Obesity crisis widens: poorest English regions six times riskier than London.
Britain faces a growing obesity crisis with nearly one in three adults now battling bulging waistlines, according to startling new analysis. A global study confirms the situation has deteriorated since the pandemic, revealing deep divides across England that demand immediate attention.
People residing in the poorest regions of northeast England are six times more likely to be obese than those living in central London. Researchers from Cambridge University flagged this surge among young adults as especially alarming. Professor Robert Fletcher, a co-author of the study, noted that such disparities are rarely seen in other public health areas.
The study, published in The Lancet's Diabetes and Endocrinology journal, analyzed NHS records covering nearly 55 million adults over the last six years. Overall obesity rates climbed by 4 per cent in 2025 compared to pre-pandemic figures. Young adults faced the sharpest increases, with rates rising by almost a fifth for those aged 30 to 39.

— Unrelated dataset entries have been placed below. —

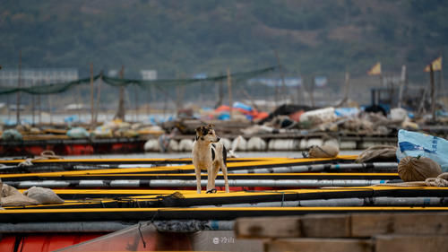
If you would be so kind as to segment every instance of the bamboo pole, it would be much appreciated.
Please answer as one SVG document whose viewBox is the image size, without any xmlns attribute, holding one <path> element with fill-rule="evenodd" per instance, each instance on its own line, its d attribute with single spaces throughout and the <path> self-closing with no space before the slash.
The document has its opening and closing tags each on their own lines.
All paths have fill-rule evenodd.
<svg viewBox="0 0 448 252">
<path fill-rule="evenodd" d="M 20 89 L 22 88 L 22 50 L 19 52 L 19 76 L 18 76 L 18 85 L 19 85 L 19 91 L 17 92 L 17 99 L 16 99 L 16 124 L 21 125 L 21 91 Z"/>
<path fill-rule="evenodd" d="M 429 81 L 431 83 L 431 114 L 433 115 L 433 121 L 435 121 L 435 91 L 434 83 L 434 69 L 432 63 L 429 65 Z"/>
<path fill-rule="evenodd" d="M 125 76 L 125 65 L 121 66 L 120 69 L 120 79 L 123 79 Z M 120 98 L 118 100 L 118 109 L 116 114 L 115 115 L 116 118 L 121 119 L 125 121 L 125 86 L 120 86 Z"/>
<path fill-rule="evenodd" d="M 233 117 L 233 100 L 232 100 L 232 76 L 230 69 L 227 68 L 227 85 L 228 89 L 228 107 L 230 108 L 230 119 Z"/>
<path fill-rule="evenodd" d="M 401 66 L 401 78 L 400 80 L 400 91 L 399 91 L 399 95 L 398 95 L 398 108 L 402 107 L 402 99 L 403 99 L 403 91 L 404 91 L 404 85 L 406 83 L 406 65 Z"/>
<path fill-rule="evenodd" d="M 283 66 L 281 65 L 280 62 L 280 57 L 279 57 L 279 53 L 277 52 L 277 50 L 274 50 L 275 52 L 275 57 L 277 58 L 277 65 L 279 65 L 279 70 L 280 70 L 280 78 L 281 78 L 281 98 L 282 99 L 285 99 L 285 97 L 287 96 L 287 91 L 286 91 L 286 84 L 285 84 L 285 76 L 284 76 L 284 73 L 283 73 Z M 285 102 L 288 103 L 288 100 L 285 100 Z"/>
<path fill-rule="evenodd" d="M 97 100 L 96 100 L 96 105 L 95 105 L 95 123 L 98 122 L 98 114 L 99 113 L 99 100 L 101 99 L 101 79 L 102 79 L 103 73 L 101 72 L 99 74 L 99 80 L 98 82 L 97 85 Z"/>
<path fill-rule="evenodd" d="M 139 91 L 137 85 L 134 87 L 135 93 L 135 122 L 138 122 L 139 119 Z"/>
<path fill-rule="evenodd" d="M 90 63 L 90 127 L 95 128 L 95 114 L 93 107 L 93 63 Z"/>
</svg>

New cases surged by 16 per cent among adults aged 20 to 29, while rates actually fell for those over 60. The divide is even starker for women, where new cases were over 50 per cent higher in the most deprived communities. Obesity is defined as a BMI of 30 or higher or a clinician's diagnosis.
The implications extend far beyond individual health, linking obesity to infertility, adverse pregnancy outcomes, and child obesity. This creates intergenerational cycles of inequality that threaten future generations. Despite an estimated 2.4 million people taking weight loss drugs in the UK, around a third of adults still suffer from the condition.
Since the 1980s, obesity rates have skyrocketed, increasing more than eight-fold among boys and six-fold for girls. Obesity is now more common than high blood pressure and nearly three times as prevalent as smoking. By 2050, projections suggest 40 per cent of people in high-income countries could be obese.

The condition puts immense pressure on the heart, kidneys, and liver while linking to at least 13 types of cancer. Experts emphasize that obesity is not simply a matter of willpower but stems from obesogenic environments where disadvantaged residents have little agency.
Professor Naveed Sattar from the University of Glasgow stated that current treatments are often privately prescribed and too expensive for those from lower-income backgrounds. He urged the government to expand access to new therapies and implement prevention strategies tailored to specific age, sex, and ethnicity contexts.
The team calls for a fundamental reshaping of food and activity environments so healthier choices become easy defaults. Failure to act now will drive further rises in multi-morbidity and human suffering, causing profound consequences for the NHS and the wider economy. Secure access to health data is critical for timely action against these widening inequalities.